By Susan Rose
Special to Calbuzz
Amid the cacophony of the budget debate in Sacramento, the Legislative Analyst’s Office has quietly recommended that California’s 44-year old Commission on the Status of Women be eliminated. The proposal reflects a broad trend across the nation, as longstanding state and local commissions focused on women’s issues are being terminated or consolidated.
At a time when the governor and legislature are poised to cut and cripple other programs that support working and poor women and their families, there is more need than ever for the kind of publicly-funded advocacy long provided by the commission.
To help ensure those women’s issues will continue to be represented in the policy-making process across the nation, Rep. Jackie Speier, D-San Mateo, has introduced legislation to create a national commission on women.
The facts are clear that women still suffer discrimination in many arenas: We are underrepresented in elective office (only 17 percent of members of Congress are women); earn 77 cents on the dollar compared to men; and represent at least 85 percent of the victims of domestic violence.
In California, 68 percent of minimum wage workers are women. Nearly 37 percent of families headed by single women in California live in poverty and many working women have no health insurance. Women of color suffer all these inequities in greater numbers.
In response to these conditions, Speier has proposed a Presidential Commission on Women (PCW) similar to the one established by President John F. Kennedy in 1961, which operated only two years.
In 1963, the Kennedy Presidential Commission issued a report of the status of American women, which resulted in the creation of state and local women’s commissions throughout the country. In the 1970’s, the National Association of Commissions for Women (NACW) was formed to provide support for this network.
Speier’s legislation is intended to expand that early effort in dealing with the broad range of issues still affecting women. It would become a permanent federal body aimed at both reducing discrimination that occurs and advancing the rights of women and girls in areas where social and economic inequalities exist.
The commission created by Speier’s legislation would have a much broader mandate that the Council for Women and Girls, created shortly after President Obama’s election. That group’s mission, while laudable, is limited to reviewing Cabinet level agency federal programs that impact women and their families.
The new, 15-member commission would conduct research, take testimony and make reports and recommendations to the President, Congress and federal agencies. Most importantly, the Commission would have a staff and a budget of $2 million a year to support its work.
The legislation has generated support across the country. A grassroots campaign by WomenCount, a San Francisco-based group that backed Hillary Rodham Clinton’s presidential campaign, has collected endorsements from 88 organizations which are diverse in membership, purpose and geographical location.
Despite its broad-based support, Speier’s legislation has caused debate, and some opposition, in feminist circles. Critics have suggested that rather than creating a new commission, federal support should go directly to the National Association of Commissions for Women.
In the past, NACW was very active. During my six years as Executive Director of the LA City Commission on the Status of Women (1985-1991), the association produced publications and convened annual national conferences that drew women from across the U.S. to share ideas and programs.
Today, however, there are far fewer local and state commissions, with far fewer resources.

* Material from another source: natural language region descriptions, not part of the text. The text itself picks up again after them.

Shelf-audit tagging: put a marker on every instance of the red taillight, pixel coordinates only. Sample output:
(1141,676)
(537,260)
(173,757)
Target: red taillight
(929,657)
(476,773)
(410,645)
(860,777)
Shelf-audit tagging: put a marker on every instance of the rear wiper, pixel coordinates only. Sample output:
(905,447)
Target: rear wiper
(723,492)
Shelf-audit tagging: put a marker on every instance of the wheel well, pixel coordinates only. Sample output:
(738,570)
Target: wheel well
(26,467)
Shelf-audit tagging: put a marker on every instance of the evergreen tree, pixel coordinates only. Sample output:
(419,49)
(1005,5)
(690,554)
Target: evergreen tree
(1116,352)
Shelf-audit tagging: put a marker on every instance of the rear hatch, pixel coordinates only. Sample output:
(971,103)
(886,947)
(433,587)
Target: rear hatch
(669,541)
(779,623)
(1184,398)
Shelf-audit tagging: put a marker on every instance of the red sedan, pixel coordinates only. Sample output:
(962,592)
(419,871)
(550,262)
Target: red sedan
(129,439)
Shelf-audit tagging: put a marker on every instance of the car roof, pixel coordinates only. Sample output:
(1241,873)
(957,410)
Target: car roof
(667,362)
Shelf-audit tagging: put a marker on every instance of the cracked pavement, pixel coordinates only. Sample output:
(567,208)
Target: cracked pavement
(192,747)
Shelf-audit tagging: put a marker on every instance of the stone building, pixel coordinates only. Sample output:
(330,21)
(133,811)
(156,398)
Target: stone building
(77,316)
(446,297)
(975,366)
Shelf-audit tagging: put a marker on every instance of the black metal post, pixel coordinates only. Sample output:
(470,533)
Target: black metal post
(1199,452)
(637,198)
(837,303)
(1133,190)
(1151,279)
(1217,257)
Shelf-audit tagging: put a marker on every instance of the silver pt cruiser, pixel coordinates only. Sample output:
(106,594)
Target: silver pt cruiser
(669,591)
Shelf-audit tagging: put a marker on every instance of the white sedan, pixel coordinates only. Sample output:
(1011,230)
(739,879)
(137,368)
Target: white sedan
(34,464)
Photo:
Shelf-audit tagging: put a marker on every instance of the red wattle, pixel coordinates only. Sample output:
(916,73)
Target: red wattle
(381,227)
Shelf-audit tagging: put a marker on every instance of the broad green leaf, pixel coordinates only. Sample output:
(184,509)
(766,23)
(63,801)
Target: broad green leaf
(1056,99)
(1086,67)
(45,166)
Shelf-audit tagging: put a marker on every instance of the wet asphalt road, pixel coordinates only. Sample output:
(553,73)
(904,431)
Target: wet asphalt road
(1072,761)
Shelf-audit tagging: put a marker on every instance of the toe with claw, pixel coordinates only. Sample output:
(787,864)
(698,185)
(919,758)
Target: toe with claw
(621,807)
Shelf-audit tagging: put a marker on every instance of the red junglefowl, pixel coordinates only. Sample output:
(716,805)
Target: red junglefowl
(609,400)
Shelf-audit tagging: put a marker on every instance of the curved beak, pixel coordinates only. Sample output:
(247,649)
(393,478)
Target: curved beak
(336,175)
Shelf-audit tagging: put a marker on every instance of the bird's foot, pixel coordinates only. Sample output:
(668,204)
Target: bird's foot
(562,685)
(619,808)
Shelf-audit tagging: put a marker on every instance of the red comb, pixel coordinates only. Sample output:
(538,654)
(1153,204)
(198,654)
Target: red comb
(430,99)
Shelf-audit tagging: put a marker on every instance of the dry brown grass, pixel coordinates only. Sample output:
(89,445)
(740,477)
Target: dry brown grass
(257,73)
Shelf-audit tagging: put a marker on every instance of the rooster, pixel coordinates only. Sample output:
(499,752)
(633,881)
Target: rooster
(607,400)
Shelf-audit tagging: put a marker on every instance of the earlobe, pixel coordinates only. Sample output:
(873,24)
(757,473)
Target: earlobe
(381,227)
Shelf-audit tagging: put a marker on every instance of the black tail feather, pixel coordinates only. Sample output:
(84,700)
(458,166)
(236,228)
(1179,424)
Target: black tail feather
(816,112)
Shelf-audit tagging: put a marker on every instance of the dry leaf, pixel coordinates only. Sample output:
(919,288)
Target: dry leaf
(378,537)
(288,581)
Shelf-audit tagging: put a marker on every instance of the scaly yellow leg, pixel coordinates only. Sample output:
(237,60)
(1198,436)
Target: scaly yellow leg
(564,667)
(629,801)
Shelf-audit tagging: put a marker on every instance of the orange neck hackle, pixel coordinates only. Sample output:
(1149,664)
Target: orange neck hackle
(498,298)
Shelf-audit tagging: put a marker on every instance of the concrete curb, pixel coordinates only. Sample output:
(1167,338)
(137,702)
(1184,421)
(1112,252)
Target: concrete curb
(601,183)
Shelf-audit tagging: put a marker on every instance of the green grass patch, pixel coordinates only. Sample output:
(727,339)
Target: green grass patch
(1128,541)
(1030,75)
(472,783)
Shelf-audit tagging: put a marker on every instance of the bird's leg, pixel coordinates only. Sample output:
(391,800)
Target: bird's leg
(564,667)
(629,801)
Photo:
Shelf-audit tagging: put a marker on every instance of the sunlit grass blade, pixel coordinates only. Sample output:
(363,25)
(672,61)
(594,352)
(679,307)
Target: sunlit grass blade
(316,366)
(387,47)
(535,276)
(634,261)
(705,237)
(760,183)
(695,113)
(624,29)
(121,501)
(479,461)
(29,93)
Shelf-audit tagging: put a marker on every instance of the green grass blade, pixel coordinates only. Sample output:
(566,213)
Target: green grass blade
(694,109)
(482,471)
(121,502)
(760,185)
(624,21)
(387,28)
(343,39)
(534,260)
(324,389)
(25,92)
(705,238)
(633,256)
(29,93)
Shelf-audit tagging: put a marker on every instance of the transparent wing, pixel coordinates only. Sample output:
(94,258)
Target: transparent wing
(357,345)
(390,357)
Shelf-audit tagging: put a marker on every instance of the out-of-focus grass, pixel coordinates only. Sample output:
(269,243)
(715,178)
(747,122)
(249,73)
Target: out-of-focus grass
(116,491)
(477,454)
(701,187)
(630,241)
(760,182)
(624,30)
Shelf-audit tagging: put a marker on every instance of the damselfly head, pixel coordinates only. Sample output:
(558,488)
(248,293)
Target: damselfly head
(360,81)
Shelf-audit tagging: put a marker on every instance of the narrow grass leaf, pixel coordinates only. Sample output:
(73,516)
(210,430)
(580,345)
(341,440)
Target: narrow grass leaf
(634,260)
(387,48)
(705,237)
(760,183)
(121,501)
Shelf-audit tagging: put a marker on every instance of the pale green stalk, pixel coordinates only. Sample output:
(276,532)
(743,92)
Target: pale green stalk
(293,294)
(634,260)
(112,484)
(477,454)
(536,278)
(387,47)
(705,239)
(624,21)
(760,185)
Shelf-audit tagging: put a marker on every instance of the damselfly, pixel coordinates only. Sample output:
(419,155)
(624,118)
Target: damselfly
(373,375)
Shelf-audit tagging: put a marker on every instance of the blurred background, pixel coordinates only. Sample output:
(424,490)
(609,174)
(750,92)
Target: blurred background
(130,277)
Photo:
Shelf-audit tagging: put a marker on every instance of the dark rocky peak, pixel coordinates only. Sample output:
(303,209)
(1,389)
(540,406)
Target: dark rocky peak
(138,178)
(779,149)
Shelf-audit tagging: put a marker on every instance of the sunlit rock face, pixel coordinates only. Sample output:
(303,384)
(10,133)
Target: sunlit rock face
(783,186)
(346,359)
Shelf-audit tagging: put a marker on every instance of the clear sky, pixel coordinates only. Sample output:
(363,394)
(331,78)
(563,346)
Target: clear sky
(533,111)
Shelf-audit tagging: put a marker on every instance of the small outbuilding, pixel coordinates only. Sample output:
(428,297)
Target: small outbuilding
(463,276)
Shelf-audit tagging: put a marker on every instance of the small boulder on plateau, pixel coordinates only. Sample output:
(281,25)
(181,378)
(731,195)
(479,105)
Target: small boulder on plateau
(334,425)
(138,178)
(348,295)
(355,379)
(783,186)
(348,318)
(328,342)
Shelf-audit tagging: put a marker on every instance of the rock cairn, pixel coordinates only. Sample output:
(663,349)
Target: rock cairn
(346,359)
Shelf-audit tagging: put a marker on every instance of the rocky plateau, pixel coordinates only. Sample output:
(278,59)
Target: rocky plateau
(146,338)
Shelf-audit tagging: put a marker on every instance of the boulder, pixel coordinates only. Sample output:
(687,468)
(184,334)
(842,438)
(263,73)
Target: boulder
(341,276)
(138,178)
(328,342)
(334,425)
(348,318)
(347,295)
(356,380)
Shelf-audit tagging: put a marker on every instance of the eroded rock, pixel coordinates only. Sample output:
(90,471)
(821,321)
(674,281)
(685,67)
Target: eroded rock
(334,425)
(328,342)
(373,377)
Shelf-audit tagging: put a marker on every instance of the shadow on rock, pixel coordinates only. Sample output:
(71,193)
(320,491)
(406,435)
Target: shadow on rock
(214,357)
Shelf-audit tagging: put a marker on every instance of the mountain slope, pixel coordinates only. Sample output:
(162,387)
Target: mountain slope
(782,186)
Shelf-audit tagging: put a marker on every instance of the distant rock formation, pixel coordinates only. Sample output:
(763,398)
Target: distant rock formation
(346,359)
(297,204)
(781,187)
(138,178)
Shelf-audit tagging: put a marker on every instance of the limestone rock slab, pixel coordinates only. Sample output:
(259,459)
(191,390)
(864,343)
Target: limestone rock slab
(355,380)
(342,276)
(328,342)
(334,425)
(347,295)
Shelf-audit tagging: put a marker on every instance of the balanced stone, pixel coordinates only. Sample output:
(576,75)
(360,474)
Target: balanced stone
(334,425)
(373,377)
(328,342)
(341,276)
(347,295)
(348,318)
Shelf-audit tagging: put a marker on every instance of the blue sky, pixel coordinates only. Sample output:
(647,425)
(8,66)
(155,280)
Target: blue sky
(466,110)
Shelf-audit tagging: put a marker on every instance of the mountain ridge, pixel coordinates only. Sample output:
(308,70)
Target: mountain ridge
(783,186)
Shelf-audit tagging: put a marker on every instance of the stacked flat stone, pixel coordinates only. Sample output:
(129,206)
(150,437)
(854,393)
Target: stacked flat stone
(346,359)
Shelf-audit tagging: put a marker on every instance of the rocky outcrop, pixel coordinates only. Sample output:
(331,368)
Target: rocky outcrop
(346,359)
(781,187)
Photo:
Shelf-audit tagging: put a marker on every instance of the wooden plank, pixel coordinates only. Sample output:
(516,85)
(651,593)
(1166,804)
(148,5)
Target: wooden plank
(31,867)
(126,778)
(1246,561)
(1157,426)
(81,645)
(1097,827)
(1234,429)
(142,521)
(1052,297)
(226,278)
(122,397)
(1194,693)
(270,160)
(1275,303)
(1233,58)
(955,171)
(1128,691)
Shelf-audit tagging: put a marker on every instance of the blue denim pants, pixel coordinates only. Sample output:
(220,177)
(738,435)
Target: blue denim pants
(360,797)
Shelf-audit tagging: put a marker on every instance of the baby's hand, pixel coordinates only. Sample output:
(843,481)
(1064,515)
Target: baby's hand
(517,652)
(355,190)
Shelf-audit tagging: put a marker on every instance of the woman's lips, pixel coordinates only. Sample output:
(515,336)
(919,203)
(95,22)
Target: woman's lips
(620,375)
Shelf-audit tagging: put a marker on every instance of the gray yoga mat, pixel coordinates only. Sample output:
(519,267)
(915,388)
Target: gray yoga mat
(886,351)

NACW itself has no staff and many of its member commissions have or are being defunded. Most recently, the City of Los Angeles consolidated its 34 year-old commission with two other agencies, leaving only one staff member for its women’s program.
These commissions are the only institutionalized form of advocacy for women within government, and would be revitalized by working in partnership with a national organization. A Presidential Commission, as proposed in Speier’s legislation, represents the best chance to strengthen the focus on women’s issues, to revive the movement and to rebuild NACW.
Through passage of the Lilly Ledbetter Fair Pay Act and the creation of its new council, the Obama administration has already made a difference for women. But eight years from now, that council may be history; passage of Speier’s legislation would ensure that the Presidential Commission on Women will still exist, and still be pushing to advance women’ issues.
A new Presidential Commission on Women presents opportunity for progress despite the difficult economic times. Now is the time for women to come together, to collaborate and use every possible avenue to maintain advances and gain greater equality in the coming years.
Susan Rose, former Executive Director of the Los Angeles City Commission on the Status of Women, served eight years on the Santa Barbara County Board of Supervisors and is a board member of California Women Lead, a group working to help women achieve elected and appointed office.